Ситуация мужа перед гробом жены повторится и в стихотворении Я. П. Полонского "Безумие горя" (1860), посвященном памяти Е. В. Устюжской, умершей в возрасте двадцати лет. Поэт передает в нем непосредственное состояние "безумия горя", безыскусную реакцию на смерть горячо любимой жены. Отметим гипертрофированный характер лирической субъективности, напоминающий балладный колорит стихотворения А. Григорьева. Неслучайно со смертью возлюбленной весь мир рисуется лирическому герою как "громадно-пышный гроб" с прилаженным к нему солнечным диском в виде "роскошно золоченной бляхи" и с небом, напоминающим саван. Гротескное изображение уподобляет божий мир "кладбищу, покрытому обломками светил", т. е. могилами. И все потому, что этот мир навсегда оставлен возлюбленной героя - "душой души моей".

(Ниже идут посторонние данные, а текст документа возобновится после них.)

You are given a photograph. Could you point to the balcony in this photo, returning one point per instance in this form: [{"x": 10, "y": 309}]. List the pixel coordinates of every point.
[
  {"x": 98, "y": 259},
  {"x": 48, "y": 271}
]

Цикл стихотворений Полонского на смерть горячо любимой жены (наряду с "Безумием горя" следует отметить также "Последний вздох" 40 ) перекликается с эпилогом "денисьевского" цикла Тютчева, в котором безраздельно господствует "память сердца" и нагнетается атмосфера высокого и утонченного спиритуализма. Доказательством тому служат стихотворения, посвященные памяти Е. А. Денисьевой: насквозь пронизанные сильнейшими токами сердечной памяти, они обращены к прошлому как духовному эквиваленту "живой жизни". Прошлое - это то единственное, что объединяет лирического героя Тютчева и его умершую возлюбленную, та исключительная ценность, не потерявшая своей силы и в настоящий момент и определяющая весь строй мыслей и чувств проникновенного лирического монолога-исповеди (ср.: "О Господи, дай жгучего страданья / И мертвенность души моей рассей: / Ты взял ее, но муку вспоминанья, / Живую муку мне оставь по ней…") (С. 171). Несомненно, все это сближает стихотворения, посвященные памяти Е. А. Денисьевой, с ценностным кругозором элегии - самого одухотворенного жанра романтической поэзии.

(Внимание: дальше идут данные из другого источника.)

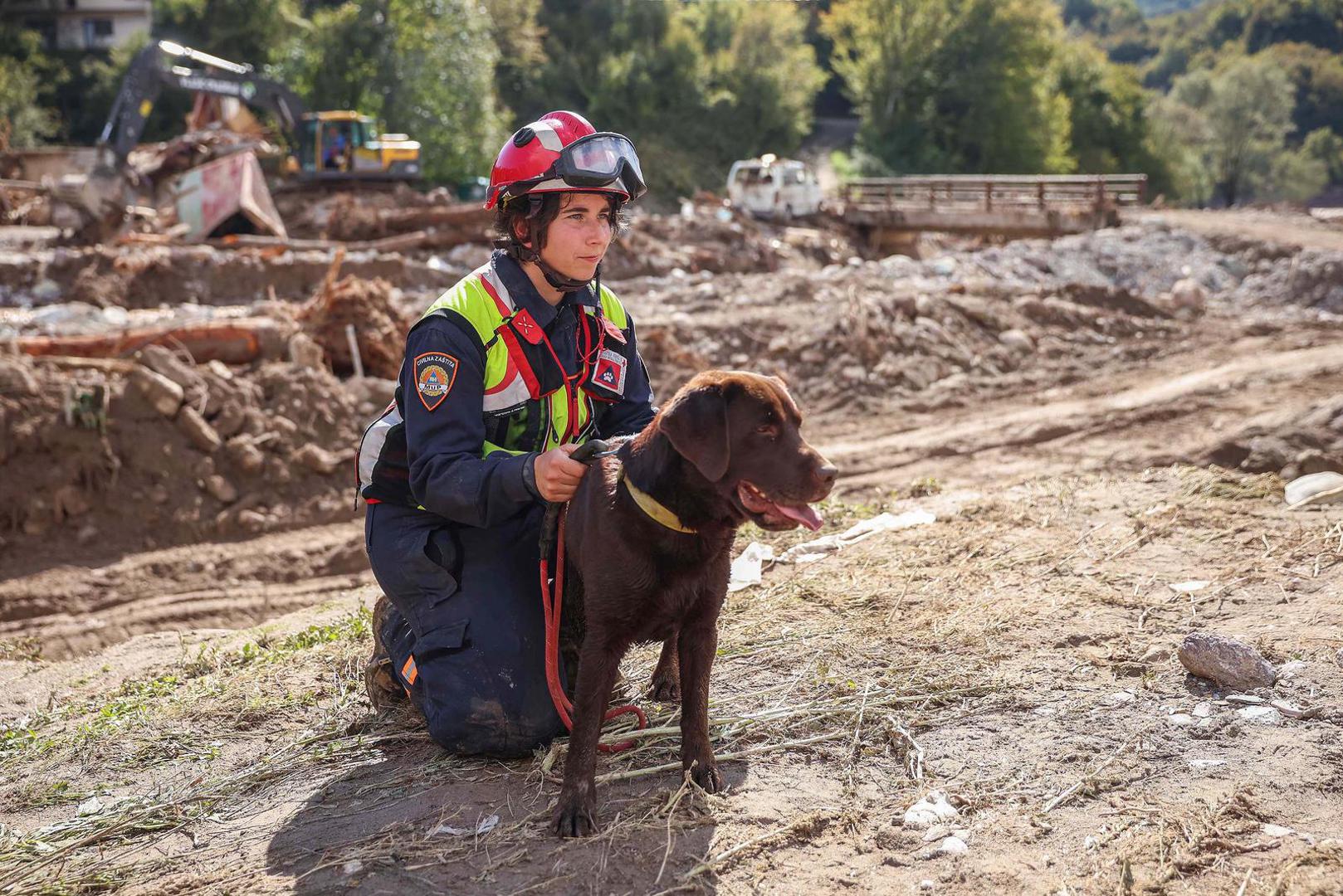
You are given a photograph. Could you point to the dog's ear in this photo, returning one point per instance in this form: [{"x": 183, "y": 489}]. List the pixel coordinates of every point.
[{"x": 697, "y": 426}]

Примечательна композиционная организация стихотворения "Накануне годовщины 4 августа 1864 г.": стансовая структура и система рефренных концовок (совсем как в "Заклинании" Пушкина), а также равномерное чередование в каждой строфе объективно-повествовательного "хода" сюжета и непосредственных излияний лирического я. Драматическая динамика художественного целого может быть описана следующим образом: чем больше ты (адресат лирических воззваний) освобождается от своей земной природы и переходит из друга в ангела , тем надрывнее и безнадежнее желание лирического я, тем настоятельнее и несбыточнее его поиск гармонии. В прямых обращениях к "другу" и "ангелу" проступает точка зрения лирического субъекта, выявляется его дерзновенное устремление к земной встрече с умершей возлюбленной. Несмотря на объективные законы человеческого существования лирический субъект у Тютчева оказывается верен "модели необходимости невозможного": его ирреальные призывы заставляют вспомнить интонации пушкинского "Заклинания". Заключительный вопрос последней строфы ("Ангел мой, где б души ни витали, / Ангел мой, ты видишь ли меня?") уже напрямую соотносится с финалом "прощального" стихотворения Пушкина: те же мучительные сомнения (ср.: "О, если правда…"; "Не для того, что иногда / сомненьем мучусь…") и та же несокрушимая цельность чувства, отвергающая власть рассудочной рефлексии (ср.: "… но, тоскуя, / Хочу сказать, что все люблю я, / Что все я твой: сюда, сюда!", 3, 182).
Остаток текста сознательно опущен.